I’m taking a course this fall which marks my first return to the classroom in several years. During the shopping period, the week when professors give an overview of their courses before you have to register, this professor spent the 40 minutes explaining to us why, if we were crazy enough to sign up for the course, we would hate our lives over the next three months. Someone seriously had to raise their hand at the end and ask if there were any benefits to taking such a grueling course.
As an employee of the university I get a great discount on tuition, but there is some paperwork involved. After completing some of this paperwork with the professor’s assistant, I asked her if she had any advice for me. This very kind woman sat there with a pensive look for a moment, and then with a laugh asked, “Are you a praying man?” She was only half kidding. It was also the only counsel she had for me.
While she didn’t do much to help calm my nerves, I did reflect on the way out that, had I answered her question honestly, I probably would have had to say that no, I am not a praying man. I worship, and I articulate the Creed, the Our Father, and all the other prayers with the rest of the congregation at Mass, but I can’t really say that (despite being an Irishman) I spend much time in conversation with the Almighty. I much prefer to pray by doing.
There’s too much to do in this world to sit still, but it’s not as if I never spend a quiet moment in prayer. When I cook for myself I make a point to say grace, and now that I’m a homeowner with a backyard and a grill I am doing more of that. Not much, but more. I find that it makes me much more appreciative of the meal, the backyard, and the grill than when I eat ice cream from the tub and drink beer in my recliner and call it breakfast.
While I am not about to become a flagellant, I discover more meaning from employing redemptive suffering than contemplative prayer. When I give platelets, for example, I always offer it up for a college friend who is battling cancer and receiving transfusions. I know that my blood won’t end up in his veins, so accepting the pain of needles in both my arms and uniting it with the suffering of Christ in the Crucifixion is about all I can do for him from several hundred miles away. Likewise when I run, I often offer up various miles for people and intentions that are important to me.

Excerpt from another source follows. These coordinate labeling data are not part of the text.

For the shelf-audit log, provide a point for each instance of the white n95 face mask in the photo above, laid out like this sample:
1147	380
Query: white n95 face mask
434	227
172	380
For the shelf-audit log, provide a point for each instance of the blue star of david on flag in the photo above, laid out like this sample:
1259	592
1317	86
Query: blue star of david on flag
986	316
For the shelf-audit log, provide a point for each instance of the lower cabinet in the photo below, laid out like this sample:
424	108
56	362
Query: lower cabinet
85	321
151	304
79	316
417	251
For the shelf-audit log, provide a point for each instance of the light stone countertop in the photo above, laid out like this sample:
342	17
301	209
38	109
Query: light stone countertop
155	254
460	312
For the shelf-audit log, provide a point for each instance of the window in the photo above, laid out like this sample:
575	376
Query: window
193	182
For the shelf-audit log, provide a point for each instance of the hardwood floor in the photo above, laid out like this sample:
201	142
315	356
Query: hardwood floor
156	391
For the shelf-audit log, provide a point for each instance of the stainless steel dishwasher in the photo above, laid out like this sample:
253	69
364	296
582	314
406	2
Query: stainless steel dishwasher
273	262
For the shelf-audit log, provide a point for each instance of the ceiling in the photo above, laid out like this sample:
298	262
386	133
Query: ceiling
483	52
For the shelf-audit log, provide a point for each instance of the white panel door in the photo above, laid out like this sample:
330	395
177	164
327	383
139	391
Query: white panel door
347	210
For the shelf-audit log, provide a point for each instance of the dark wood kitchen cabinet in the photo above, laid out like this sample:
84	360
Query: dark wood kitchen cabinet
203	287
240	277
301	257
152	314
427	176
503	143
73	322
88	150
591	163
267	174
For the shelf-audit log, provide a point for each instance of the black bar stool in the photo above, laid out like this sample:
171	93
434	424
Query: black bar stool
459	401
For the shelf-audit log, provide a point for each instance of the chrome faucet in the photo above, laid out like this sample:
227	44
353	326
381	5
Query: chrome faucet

As St. James tells us, “If a brother or sister has nothing to wear and has no food for the day, and one of you says to them, ‘Go in peace, keep warm, and eat well,’ but you do not give them the necessities of the body, what good is it?” What good is it indeed? St. Augustine said that he who sings prays twice, and I think the same could probably be said of he who does.
The course I am taking is in applied data analysis, and it is the applied part that intrigues me. Come December, I’d like to be able to take a bunch of data and actually be able to use it, as opposed to simply knowing how to work out the mathematical formulas. I think it is much the same with prayer. I’d rather go out and feed the hungry and clothe the naked than pray for an end to hunger and poverty. Then again, if this class is half as tough as the professor made it out to be, I’ll likely end up on my knees at some point during the semester. St. Jude, pray for me.
An earlier version of this article identified the author of the linked biblical quote as St. Paul instead of St. James.